Header image of SAIUnit.

Supported Python Version LICENSE Documentation Status PyPI version Continuous Integration PyPI Downloads

Motivation

SAIUnit (/saɪ ˈjuːnɪt/) is designed to provide physical units and unit-aware mathematical systems tailored for Scientific AI within JAX. In this context, Scientific AI refers to the use of AI models or tools to advance scientific computations. SAIUnit evolves from our BrainUnit, a unit framework originally developed for brain dynamics modeling, extending its capabilities to support a broader range of scientific computing applications. SAIUnit is committed to providing rigorous and automatic physical unit conversion and analysis system for general AI-driven scientific computing.

Features

Compared to existing unit libraries, such as Quantities and Pint, SAIUnit introduces a rigorous physical unit system specifically designed to support AI computations (e.g., automatic differentiation, just-in-time compilation, and parallelization). Its unique advantages include:

  • Integration of over 2,000 commonly used physical units and constants
  • Implementation of more than 500 unit-aware mathematical functions
  • Deep integration with JAX, providing comprehensive support for modern AI framework features including automatic differentiation (autograd), just-in-time compilation (JIT), vectorization, and parallel computation
  • Unit conversion and analysis are performed at compilation time, resulting in zero runtime overhead
  • Strict physical unit type checking and dimensional inference system, detecting unit inconsistencies during compilation
graph TD
    A[SAIUnit] --> B[Physical Units]
    A --> C[Mathematical Functions]
    A --> D[JAX Integration]
    B --> B1[2000+ Units]
    B --> B2[Physical Constants]
    C --> C1[500+ Unit-aware Functions]
    D --> D1[Autograd]
    D --> D2[JIT Compilation]
    D --> D3[Vectorization]
    D --> D4[Parallelization]

We hope these features establish SAIUnit as a reliable physical unit handling solution for general AI-driven scientific computing scenarios.

A quick example:

import saiunit as u

# Define a physical quantity
x = 3.0 * u.meter
x
# [out] 3. * meter

# autograd
f = lambda x: x ** 3
u.autograd.grad(f)(x)
# [out] 27. * meter2 


# JIT
import jax
jax.jit(f)(x)
# [out] 27. * klitre

# vmap
jax.vmap(f)(u.math.arange(0. * u.mV, 10. * u.mV, 1. * u.mV))
# [out]  ArrayImpl([  0.,   1.,   8.,  27.,  64., 125., 216., 343., 512., 729.]) * mvolt3

Installation

saiunit has been well tested on python>=3.9 + jax>=0.4.30 environments, and can be installed on Windows, Linux, and MacOS.

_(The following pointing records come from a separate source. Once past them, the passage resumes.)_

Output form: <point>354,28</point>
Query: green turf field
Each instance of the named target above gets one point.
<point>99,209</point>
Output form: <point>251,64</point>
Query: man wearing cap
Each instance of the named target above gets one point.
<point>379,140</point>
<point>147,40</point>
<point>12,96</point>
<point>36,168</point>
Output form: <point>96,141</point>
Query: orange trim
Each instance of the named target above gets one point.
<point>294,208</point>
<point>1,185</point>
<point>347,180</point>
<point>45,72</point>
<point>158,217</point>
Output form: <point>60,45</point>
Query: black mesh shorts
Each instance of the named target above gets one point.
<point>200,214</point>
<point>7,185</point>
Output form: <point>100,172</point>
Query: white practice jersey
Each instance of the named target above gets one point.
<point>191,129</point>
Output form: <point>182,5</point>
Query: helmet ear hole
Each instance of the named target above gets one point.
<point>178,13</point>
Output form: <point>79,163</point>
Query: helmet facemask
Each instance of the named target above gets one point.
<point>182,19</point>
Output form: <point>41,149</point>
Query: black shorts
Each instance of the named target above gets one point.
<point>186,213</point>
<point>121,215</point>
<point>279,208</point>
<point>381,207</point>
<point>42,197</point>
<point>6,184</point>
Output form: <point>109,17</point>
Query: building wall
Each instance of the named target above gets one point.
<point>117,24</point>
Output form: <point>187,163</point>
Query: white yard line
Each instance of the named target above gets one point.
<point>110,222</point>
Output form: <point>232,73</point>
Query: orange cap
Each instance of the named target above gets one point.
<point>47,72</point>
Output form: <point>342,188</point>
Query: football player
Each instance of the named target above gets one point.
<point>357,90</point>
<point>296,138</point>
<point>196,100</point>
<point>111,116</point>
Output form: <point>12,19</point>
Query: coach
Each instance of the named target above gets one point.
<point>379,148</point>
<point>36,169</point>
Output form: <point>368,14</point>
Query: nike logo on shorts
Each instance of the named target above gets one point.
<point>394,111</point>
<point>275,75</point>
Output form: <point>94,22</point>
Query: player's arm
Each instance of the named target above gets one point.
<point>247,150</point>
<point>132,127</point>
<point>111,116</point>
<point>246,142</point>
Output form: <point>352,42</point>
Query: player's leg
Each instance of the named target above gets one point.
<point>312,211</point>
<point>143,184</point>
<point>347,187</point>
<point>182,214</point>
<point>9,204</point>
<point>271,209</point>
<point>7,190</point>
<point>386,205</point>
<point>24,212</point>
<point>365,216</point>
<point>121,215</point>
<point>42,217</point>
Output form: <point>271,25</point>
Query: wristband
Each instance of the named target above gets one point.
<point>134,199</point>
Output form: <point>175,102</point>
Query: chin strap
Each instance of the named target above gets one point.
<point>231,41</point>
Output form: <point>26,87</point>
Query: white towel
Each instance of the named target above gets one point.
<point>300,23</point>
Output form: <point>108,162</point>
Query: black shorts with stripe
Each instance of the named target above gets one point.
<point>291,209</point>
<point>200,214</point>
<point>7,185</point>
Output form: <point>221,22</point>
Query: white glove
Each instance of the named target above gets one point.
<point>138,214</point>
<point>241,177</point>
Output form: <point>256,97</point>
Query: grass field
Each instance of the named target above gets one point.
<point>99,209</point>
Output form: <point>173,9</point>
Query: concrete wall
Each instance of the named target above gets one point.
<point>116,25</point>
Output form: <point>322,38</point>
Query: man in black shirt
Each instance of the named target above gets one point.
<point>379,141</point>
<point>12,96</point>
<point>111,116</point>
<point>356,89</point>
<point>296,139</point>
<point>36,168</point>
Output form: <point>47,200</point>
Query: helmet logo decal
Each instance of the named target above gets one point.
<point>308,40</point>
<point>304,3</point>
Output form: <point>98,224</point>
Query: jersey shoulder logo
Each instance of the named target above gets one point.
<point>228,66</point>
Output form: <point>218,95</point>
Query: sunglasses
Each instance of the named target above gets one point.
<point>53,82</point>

You can install saiunit via pip:

pip install saiunit --upgrade

which should install in about 1 minute. If you want to install the latest version from the source, you can clone the repository and install it:

git clone https://github.com/chaobrain/saiunit.git
cd saiunit
pip install -e .

Alternatively, you can install BrainX, which bundles saiunit with other compatible packages for a comprehensive brain modeling ecosystem:

pip install BrainX -U

Documentation

The official documentation is hosted on Read the Docs: https://saiunit.readthedocs.io

Citation

@article{wang2025integrating,
  title={Integrating physical units into high-performance AI-driven scientific computing},
  author={Wang, Chaoming and He, Sichao and Luo, Shouwei and Huan, Yuxiang and Wu, Si},
  journal={Nature Communications},
  volume={16},
  number={1},
  pages={3609},
  year={2025},
  publisher={Nature Publishing Group UK London},
  url={https://doi.org/10.1038/s41467-025-58626-4}
}

Ecosystem

saiunit has been deeply integrated into following diverse projects, such as:

  • brainstate: A State-based Transformation System for Program Compilation and Augmentation
  • braintaichi: Leveraging Taichi Lang to customize brain dynamics operators
  • braintools: The Common Toolbox for Brain Dynamics Programming.
  • dendritex: Dendritic Modeling in JAX
  • pinnx: Physics-Informed Neural Networks for Scientific Machine Learning in JAX.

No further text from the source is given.